Tribunal Administratif de MELUN — Décision N° TA77-2408205

vendredi 12 décembre 2025

JuridictionTribunal Administratif de MELUN
SectionTribunal Administratif de MELUN
N° DossierTA77-2408205
TypeDécision
RecoursExcès de pouvoir
Formation4ème chambre
Avocat requérantACTIS AVOCATS

Résumé IA

Le Tribunal administratif de Melun annule l'arrêté du 2 juillet 2024 par lequel le préfet du Val-de-Marne a obligé M. B..., ressortissant roumain, à quitter le territoire français sans délai, avec interdiction de circulation de deux ans. Le tribunal juge que le préfet a commis une erreur d'appréciation en considérant que le comportement de M. B... constituait une menace réelle, actuelle et suffisamment grave pour un intérêt fondamental de la société, au sens de l'article L. 251-1 du code de l'entrée et du séjour des étrangers et du droit d'asile.
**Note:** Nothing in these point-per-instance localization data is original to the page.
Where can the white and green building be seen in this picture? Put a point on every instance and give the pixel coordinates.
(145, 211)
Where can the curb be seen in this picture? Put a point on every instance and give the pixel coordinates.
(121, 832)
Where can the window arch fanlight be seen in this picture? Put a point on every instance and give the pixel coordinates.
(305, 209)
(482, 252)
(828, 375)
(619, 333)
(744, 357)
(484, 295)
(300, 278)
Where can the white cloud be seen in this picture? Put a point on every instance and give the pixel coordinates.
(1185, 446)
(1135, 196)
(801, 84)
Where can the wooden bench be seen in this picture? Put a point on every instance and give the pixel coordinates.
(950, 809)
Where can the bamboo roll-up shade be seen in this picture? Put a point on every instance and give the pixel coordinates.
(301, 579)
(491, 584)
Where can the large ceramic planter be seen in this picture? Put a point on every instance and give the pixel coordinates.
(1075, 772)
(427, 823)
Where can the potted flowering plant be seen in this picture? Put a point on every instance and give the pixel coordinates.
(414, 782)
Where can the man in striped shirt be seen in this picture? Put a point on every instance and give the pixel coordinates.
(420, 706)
Il relève que les faits de violences n'ont pas donné lieu à des poursuites judiciaires, que l'intéressé n'a aucun antécédent, est marié, père de quatre enfants scolarisés, et inséré professionnellement. En conséquence, l'ensemble des décisions contestées (OQTF, refus de délai, fixation du pays, interdiction de circulation) sont annulées.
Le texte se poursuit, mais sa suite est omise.